Black Music Is Global Music

One nation under a groove.

For the New Black Wall Street this Black History Month, let’s focus on our contributions to the universal language of music and its financial impact. As the largest Black owned bank in the country, focusing on the financial impact is what we do! So, Spread the word!


It started with the beat of a drum. A beat that was strong and rich with history that was muffled at first but grew into a magnificent groove, now heard around the world. Through that beat we carried our joys and pains but also our triumphs. Yes, we told our stories…our history through spirituals in rhymes that could be easily remembered and passed on to future generations.


The Beat Goes On


Our songs and music were powerful enough to become popular outside of the Black community, which created an opportunity for our music to become profitable. Combining lyrics with the rhythms of the beat created the first syncopated notes of Jazz.


By slowing the beat and addressing our personal troubles, Rhythm and Blues (R&B) was born. From the moving and popular R&B music, next came Rock n’ Roll. Then came Funk and Soul music of the 60’s and 70’s. Yes, we did that! Black music has been the soundtrack to our struggle and has amplified our voices in the fight for social justice.


You can see and hear it in the documentaries, the “Summer of Soul (…Or, When the Revolution Could Not Be Televised)” by Questlove, Oscar nominee for Best Original Documentary, and “The Black Power Mixtape 1967-1975.” If you haven’t watched these documentaries, we highly recommend them. It’s hard to deny the connection between Black music and protest music. You hear it through Sam Cooke singing “A Change Is Gonna Come”, when Marvin Gaye asked the world “What’s Going On” and so many others. And from Funk and Soul came the creation of Hip Hop and Rap.


Appreciation vs. Appropriation


Often – and unfortunately – Black culture is treated as an engine of profit that the Black community does not receive or recuperate.


For the purpose of this article, the difference between cultural appreciation and appropriation comes down to a universal rule… respect. Respect means giving credit where credit is due, and that includes a fair share of the profits.


During the heyday of rock in the ’60s and ’70s, the work of Black songwriters and musicians only made it to the mainstream when remade, released, and popularized by white artists. Often these works were changed – sometimes lyrically, sometimes in tempo and speed – to make them more “palatable” to white audiences. The original Black artists weren’t just skipped over for recognition; several of them barely made any money off of monumental bodies of work that charted No.1 and typified the era.


You’ve heard the quote, “Imitation is the sincerest form of flattery,” before, right? But do you know that’s not where the quote ends? The full Oscar Wilde quote goes, “Imitation is the sincerest form of flattery that mediocrity can pay to greatness.”

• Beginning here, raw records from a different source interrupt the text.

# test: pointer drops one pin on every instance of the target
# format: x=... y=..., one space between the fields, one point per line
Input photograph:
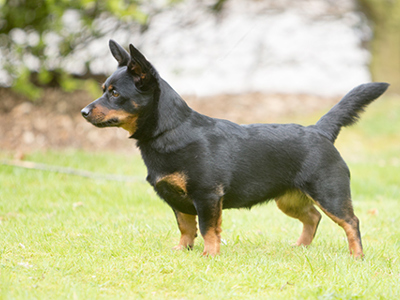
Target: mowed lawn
x=70 y=237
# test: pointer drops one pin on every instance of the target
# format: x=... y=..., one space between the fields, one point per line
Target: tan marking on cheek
x=126 y=120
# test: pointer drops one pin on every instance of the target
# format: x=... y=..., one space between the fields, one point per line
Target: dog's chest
x=172 y=188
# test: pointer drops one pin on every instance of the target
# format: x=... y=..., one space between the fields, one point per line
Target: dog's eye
x=114 y=93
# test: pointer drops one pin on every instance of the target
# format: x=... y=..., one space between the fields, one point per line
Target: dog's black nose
x=85 y=112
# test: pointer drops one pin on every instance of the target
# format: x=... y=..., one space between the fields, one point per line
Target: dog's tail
x=346 y=112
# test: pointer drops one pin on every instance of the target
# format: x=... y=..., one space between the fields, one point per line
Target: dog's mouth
x=114 y=122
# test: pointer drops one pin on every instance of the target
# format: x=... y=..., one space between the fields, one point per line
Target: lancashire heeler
x=199 y=165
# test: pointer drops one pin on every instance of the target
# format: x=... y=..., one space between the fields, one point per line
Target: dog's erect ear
x=139 y=67
x=120 y=54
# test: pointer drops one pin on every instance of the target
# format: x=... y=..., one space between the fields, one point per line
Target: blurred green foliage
x=385 y=46
x=25 y=33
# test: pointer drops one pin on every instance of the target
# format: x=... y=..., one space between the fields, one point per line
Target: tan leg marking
x=352 y=232
x=212 y=239
x=297 y=205
x=188 y=227
x=176 y=181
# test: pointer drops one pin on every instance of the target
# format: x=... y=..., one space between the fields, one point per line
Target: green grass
x=68 y=237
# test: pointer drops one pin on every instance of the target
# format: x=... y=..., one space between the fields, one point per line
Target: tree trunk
x=385 y=45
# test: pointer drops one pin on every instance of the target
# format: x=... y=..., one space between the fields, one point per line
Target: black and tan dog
x=200 y=165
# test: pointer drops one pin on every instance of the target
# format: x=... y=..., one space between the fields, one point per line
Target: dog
x=200 y=165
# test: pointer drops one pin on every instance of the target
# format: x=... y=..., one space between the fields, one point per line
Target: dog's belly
x=172 y=189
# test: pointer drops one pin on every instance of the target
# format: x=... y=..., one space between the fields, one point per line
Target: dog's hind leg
x=210 y=219
x=297 y=205
x=188 y=227
x=333 y=196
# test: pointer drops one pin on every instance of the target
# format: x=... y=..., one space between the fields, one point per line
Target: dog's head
x=125 y=93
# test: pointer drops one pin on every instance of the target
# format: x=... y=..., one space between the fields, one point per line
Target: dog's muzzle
x=86 y=112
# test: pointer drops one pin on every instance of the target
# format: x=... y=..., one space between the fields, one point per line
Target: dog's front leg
x=187 y=227
x=209 y=211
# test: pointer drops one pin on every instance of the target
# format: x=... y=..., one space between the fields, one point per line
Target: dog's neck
x=166 y=112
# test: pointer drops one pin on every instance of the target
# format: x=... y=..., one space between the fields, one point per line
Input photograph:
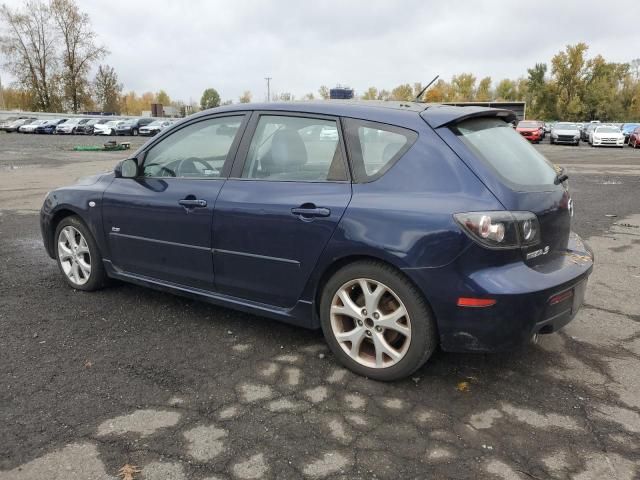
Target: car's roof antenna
x=419 y=96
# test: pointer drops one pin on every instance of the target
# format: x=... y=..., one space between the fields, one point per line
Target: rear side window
x=510 y=156
x=375 y=147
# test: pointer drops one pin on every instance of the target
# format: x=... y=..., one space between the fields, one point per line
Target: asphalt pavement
x=130 y=377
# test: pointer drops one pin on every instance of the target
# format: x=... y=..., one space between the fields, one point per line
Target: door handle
x=311 y=211
x=192 y=203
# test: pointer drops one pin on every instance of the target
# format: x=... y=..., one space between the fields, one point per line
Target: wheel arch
x=342 y=262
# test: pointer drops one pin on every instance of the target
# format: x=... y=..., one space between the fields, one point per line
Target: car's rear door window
x=293 y=148
x=375 y=147
x=510 y=156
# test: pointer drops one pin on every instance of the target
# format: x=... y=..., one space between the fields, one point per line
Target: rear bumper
x=526 y=299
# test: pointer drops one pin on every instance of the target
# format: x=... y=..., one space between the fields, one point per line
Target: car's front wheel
x=376 y=322
x=78 y=256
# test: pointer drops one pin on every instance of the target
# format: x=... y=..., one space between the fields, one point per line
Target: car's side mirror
x=127 y=168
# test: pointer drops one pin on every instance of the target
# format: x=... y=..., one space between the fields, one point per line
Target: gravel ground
x=90 y=382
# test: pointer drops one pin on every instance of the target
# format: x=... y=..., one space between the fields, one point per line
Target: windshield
x=509 y=155
x=528 y=125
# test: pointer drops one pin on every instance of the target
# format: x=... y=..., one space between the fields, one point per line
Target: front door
x=159 y=224
x=274 y=219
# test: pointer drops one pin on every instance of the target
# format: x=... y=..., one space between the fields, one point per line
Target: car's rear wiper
x=561 y=177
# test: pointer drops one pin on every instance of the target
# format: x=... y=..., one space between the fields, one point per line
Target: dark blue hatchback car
x=394 y=227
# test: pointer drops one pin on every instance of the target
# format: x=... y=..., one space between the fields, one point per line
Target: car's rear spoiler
x=440 y=115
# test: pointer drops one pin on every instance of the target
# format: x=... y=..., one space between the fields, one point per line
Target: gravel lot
x=90 y=382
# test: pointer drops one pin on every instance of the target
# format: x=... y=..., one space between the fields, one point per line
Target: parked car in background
x=565 y=132
x=531 y=130
x=49 y=127
x=16 y=124
x=87 y=128
x=634 y=138
x=607 y=136
x=7 y=121
x=585 y=133
x=31 y=127
x=69 y=127
x=132 y=126
x=627 y=129
x=390 y=251
x=154 y=127
x=107 y=128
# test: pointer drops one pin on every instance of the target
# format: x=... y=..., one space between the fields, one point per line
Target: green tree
x=483 y=92
x=402 y=92
x=506 y=90
x=464 y=86
x=323 y=91
x=210 y=99
x=162 y=98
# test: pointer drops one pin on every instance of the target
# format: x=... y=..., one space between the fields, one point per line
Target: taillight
x=501 y=229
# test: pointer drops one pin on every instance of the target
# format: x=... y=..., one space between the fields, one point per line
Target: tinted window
x=375 y=147
x=295 y=149
x=511 y=156
x=198 y=150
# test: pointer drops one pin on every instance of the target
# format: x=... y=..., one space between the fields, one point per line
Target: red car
x=634 y=138
x=532 y=130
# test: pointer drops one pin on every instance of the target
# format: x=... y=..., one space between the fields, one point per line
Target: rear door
x=520 y=177
x=288 y=190
x=159 y=224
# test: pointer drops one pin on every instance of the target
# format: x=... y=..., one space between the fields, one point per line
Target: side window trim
x=252 y=125
x=233 y=149
x=356 y=158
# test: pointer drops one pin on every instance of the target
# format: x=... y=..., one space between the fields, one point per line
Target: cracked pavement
x=185 y=390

Celebration of Melanated Music


Musical genres – originated by Black Americans – have not only become popularized and mainstream in America, but have spread all across the world. You can hear the influence of Black American music in the countercultural pulse of rap music fusions across the globe. You can hear African drums in Reggaeton and call-and-response in Cumbia. R&B and Hip Hop are largely responsible for being the base of many K-pop artists’ music as well. Truly, Black American music is global music.


Although the words may be different, Black American music can be heard all over the planet. The language is diverse, but the message is the same – a joyful, rhythmic sound that brings us all together.


Join us in the celebration of Black music and continue to fight to ensure Black songwriters and performers receive their fair share of the profits.